Ces transformations nécessaires sont cependant confrontées à de multiples freins :
- Investissement basé sur une rentabilité court terme, et limité par des marges faibles
- Prise de risque (coût au CAPEX, modifications du marché, transformation des outils de production, enjeux de montée en compétences)
- Défiance des citoyens (rejet des citoyens désireux de maintenir leur niveau de consommation, accentuation des inégalités face à de potentielles hausses de prix, pertes ou transferts d’emplois, craintes liées aux nuisances environnementales).
Scénarios 2050
L’ADEME définit 4 scénarios prospectifs qui nous permettraient d’atteindre la neutralité carbone en France en 2050. La comparaison de ces scénarios avec le scénario tendanciel souligne les décisions techniques et organisationnelles qu’il est urgent de prendre afin de respecter les accords de Paris et espérer stabiliser le climat sous le seuil des +2°C.
- Scénario tendanciel : Dans ce scénario, les efforts en efficacité énergétique, efficacité matière et mix énergétique suivent la tendance prévue dans la Stratégie Nationale Bas Carbone (SNBC). Les échanges internationaux s’intensifient mais se recentrent autour de l’UE avec la taxe carbone aux frontières. La production continue de reculer, et les pouvoirs publics poursuivent leur soutien à la modernisation de l’industrie.
- Scénario 1 - Génération frugale : Par une forte implication des citoyens, la production se contracte. Un protectionnisme motivé par le souci de souveraineté et de réduction de l’empreinte environnementale génère un transfert d’activité vers l’agroalimentaire végétal et les filières de matériaux recyclés. Ces entreprises investissement dans l’efficacité énergétique pour conserver des parts de marché, verdir leur image, mais aussi faire des économies d’OPEX. Devant les exigences des consommateurs, les entreprises du B2C imposent à leurs fournisseurs de plus en plus de critères liés à l’origine et à l’empreinte carbone de leurs produits.
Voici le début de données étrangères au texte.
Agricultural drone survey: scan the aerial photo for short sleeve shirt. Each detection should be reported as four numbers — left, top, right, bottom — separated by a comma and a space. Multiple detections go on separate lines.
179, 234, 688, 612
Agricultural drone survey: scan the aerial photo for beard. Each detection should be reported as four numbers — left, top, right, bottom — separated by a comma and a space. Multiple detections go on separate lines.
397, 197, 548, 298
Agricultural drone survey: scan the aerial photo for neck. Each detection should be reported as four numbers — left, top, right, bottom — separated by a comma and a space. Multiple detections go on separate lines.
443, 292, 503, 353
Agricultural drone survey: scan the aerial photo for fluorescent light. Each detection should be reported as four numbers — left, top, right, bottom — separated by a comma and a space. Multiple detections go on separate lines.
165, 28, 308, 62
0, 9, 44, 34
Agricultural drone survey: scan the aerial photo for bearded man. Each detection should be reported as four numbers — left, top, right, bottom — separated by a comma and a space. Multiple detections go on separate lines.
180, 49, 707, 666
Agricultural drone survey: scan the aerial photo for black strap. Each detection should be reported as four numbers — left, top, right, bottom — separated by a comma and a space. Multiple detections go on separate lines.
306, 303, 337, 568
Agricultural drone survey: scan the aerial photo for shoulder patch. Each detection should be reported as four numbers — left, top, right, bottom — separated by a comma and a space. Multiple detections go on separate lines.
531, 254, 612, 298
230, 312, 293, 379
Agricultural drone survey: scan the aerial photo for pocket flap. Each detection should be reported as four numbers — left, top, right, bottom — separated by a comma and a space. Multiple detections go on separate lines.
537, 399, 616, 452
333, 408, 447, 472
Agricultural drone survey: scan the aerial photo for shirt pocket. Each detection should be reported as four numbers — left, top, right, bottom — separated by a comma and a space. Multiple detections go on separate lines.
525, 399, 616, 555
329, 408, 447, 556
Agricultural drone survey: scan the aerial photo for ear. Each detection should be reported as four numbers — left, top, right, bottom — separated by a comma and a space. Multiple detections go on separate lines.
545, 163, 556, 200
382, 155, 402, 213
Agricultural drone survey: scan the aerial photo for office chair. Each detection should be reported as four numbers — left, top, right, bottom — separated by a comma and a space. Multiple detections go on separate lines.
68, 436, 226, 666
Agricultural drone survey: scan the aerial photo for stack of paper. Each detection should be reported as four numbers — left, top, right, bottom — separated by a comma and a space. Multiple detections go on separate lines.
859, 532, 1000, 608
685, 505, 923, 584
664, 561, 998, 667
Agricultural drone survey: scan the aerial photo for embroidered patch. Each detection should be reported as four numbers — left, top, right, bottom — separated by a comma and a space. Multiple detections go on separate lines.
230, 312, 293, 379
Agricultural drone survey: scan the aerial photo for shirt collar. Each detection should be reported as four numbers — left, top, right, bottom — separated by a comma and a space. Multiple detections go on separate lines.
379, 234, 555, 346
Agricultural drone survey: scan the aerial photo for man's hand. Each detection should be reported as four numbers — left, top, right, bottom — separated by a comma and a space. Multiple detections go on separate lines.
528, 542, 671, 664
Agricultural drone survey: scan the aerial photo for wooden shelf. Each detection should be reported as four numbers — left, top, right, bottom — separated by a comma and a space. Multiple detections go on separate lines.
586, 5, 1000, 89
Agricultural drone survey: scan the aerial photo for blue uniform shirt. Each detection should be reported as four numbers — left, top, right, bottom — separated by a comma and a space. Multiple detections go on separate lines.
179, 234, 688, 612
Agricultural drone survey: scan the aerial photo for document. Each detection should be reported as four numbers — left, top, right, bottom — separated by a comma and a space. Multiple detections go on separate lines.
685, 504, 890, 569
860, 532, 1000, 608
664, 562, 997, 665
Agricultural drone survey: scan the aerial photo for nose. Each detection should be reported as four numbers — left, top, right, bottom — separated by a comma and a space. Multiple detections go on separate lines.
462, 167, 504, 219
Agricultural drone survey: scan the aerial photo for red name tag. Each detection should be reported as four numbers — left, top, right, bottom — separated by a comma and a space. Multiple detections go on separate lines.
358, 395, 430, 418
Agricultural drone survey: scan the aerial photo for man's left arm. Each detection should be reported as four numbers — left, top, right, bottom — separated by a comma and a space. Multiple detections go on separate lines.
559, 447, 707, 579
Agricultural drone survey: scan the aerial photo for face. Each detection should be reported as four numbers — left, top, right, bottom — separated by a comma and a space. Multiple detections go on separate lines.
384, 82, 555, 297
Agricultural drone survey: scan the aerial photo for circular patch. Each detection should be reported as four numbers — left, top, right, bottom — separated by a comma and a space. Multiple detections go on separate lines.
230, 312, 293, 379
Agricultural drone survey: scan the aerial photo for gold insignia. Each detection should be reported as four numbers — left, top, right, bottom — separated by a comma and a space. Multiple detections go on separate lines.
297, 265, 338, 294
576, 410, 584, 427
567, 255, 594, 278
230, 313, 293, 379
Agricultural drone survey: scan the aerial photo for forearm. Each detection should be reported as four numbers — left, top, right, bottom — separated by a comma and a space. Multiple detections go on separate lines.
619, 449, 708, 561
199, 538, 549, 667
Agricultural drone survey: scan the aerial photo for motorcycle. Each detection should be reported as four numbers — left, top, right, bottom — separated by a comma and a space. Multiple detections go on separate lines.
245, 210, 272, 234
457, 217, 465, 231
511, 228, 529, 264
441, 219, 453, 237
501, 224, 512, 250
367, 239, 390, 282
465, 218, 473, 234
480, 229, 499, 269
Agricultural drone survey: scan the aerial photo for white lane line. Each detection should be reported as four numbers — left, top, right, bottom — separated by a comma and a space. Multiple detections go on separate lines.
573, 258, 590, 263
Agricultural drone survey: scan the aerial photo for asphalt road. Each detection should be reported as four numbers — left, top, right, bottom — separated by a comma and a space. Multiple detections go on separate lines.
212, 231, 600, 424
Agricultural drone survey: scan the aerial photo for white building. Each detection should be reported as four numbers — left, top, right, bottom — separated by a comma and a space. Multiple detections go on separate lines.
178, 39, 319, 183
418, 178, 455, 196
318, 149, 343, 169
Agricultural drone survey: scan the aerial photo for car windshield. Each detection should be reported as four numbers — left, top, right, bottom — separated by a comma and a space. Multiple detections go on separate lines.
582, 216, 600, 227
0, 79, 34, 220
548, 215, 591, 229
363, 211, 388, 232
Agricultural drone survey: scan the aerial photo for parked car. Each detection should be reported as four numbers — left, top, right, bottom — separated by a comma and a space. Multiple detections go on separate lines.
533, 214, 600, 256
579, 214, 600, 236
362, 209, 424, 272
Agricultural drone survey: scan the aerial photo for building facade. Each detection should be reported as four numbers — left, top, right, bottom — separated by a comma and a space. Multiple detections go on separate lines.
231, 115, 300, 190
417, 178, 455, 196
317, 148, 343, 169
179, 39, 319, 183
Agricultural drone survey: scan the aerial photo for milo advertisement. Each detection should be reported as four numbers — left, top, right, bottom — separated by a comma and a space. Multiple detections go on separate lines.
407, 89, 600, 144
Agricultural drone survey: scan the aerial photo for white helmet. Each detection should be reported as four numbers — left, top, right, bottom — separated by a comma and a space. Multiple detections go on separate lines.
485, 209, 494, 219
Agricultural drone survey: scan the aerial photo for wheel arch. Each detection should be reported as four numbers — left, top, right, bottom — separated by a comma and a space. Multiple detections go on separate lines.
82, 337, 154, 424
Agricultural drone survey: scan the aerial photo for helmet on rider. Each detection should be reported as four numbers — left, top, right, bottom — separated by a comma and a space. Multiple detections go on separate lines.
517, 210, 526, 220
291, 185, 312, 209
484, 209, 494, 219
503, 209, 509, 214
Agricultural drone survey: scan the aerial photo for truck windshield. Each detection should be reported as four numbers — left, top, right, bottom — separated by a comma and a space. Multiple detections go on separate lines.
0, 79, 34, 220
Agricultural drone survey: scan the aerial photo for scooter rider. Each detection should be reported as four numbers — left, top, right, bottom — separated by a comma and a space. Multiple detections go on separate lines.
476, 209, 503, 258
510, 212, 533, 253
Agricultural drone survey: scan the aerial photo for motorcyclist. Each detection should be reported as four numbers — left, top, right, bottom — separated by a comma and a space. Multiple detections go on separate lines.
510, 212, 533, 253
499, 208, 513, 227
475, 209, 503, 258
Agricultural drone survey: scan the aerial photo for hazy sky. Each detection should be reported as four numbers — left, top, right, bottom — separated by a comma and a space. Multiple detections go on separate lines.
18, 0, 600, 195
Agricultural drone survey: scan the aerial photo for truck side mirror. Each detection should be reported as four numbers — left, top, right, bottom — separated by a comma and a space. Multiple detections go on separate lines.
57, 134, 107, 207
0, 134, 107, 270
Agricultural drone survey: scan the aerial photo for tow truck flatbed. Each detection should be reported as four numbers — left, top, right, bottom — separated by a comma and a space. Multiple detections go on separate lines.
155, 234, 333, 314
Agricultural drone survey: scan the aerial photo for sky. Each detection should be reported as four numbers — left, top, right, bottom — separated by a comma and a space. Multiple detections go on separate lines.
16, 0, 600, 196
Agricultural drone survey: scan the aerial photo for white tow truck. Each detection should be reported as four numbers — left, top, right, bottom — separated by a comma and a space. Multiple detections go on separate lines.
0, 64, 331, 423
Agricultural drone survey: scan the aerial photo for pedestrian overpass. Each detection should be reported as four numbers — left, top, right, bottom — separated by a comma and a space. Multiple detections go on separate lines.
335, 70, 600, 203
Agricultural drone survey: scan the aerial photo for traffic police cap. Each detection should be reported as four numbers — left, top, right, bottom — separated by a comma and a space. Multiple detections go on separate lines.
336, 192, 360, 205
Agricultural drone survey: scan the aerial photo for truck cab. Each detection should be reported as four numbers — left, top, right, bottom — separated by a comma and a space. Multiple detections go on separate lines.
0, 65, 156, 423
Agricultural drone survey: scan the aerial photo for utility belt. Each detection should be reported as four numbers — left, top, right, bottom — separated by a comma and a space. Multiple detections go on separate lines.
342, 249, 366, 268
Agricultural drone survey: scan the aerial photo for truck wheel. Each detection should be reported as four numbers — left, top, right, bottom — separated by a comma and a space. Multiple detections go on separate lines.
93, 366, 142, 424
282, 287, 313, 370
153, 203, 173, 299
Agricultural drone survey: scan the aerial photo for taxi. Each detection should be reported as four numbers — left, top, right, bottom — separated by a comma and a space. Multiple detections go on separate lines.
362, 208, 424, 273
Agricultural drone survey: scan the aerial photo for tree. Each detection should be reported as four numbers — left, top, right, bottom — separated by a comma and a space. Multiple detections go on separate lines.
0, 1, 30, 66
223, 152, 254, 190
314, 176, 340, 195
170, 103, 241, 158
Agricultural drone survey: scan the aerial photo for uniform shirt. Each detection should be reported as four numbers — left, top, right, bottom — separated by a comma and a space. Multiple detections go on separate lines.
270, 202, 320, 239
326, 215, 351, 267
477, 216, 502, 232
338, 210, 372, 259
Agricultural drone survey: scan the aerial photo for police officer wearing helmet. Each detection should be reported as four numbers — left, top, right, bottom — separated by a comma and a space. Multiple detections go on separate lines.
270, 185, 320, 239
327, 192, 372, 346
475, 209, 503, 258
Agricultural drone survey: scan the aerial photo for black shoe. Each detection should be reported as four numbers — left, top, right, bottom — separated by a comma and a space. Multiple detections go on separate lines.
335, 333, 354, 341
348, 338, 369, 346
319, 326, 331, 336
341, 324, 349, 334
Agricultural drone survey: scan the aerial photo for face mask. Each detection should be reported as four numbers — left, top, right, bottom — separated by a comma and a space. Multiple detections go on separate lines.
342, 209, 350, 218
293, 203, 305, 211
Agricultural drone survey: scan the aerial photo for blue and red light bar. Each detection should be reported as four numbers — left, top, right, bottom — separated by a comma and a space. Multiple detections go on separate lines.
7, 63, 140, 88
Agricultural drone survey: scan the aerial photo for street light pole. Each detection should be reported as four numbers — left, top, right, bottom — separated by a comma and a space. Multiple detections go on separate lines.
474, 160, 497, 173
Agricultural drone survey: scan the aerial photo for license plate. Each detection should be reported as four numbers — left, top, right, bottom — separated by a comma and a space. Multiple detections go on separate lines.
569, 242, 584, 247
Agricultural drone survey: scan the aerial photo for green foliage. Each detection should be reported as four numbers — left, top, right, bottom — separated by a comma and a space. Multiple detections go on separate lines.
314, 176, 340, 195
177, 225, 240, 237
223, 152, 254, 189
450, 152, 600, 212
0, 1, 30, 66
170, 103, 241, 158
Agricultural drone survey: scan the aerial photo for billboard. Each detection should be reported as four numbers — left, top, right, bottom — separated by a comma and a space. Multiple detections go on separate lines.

- Scenario 2 – Coopérations territoriales : Par une forte implication des collectivités, la décentralisation et l’économie circulaire sont favorisées. Les réindustrialisations et exportations sont soutenues par les pouvoirs publics, dans un protectionnisme ciblé. Grâce au soutien de l’état et à l’organisation territoriale, les entreprises fournissent un effort très important sur l’efficacité énergétique pour conserver des parts de marché.
- Scénario 3 – Technologies vertes : Les institutions portent les efforts portent sur la décarbonation du mix énergétique, avec des échanges commerciaux concentrés en Europe. L’efficacité énergétique se focalise sur la compétitivité internationale et l’électrification. Dans ce cadre, l’état fournit des aides à l’OPEX pour électrifier les procédés afin de moderniser les sites.
- Scénario 4 – Pari réparateur : Les entreprises sont sollicitées pour innover et développer des technologies de captage et stockage de CO2, alors que la consommation et la mondialisation s’intensifient. Le stockage se fait à proximité des sites quand c’est possible et l’hydrogène se développe fortement.
Dans l’ensemble, l’évolution du mix énergétique des scénarios montre un net recul de la consommation industrielle de charbon, de gaz et de produits pétroliers, au profit de l’électricité, de l’hydrogène et, pour les scénarios 1 et 2, de la biomasse.
Les scénarios 1 et 2 réussissent à contenir les émissions brutes de GES dans la cible de la Stratégie Nationale Bas Carbone. Le scénario 4 pourrait y parvenir si le pari technologique de la capture du CO2 était tenu.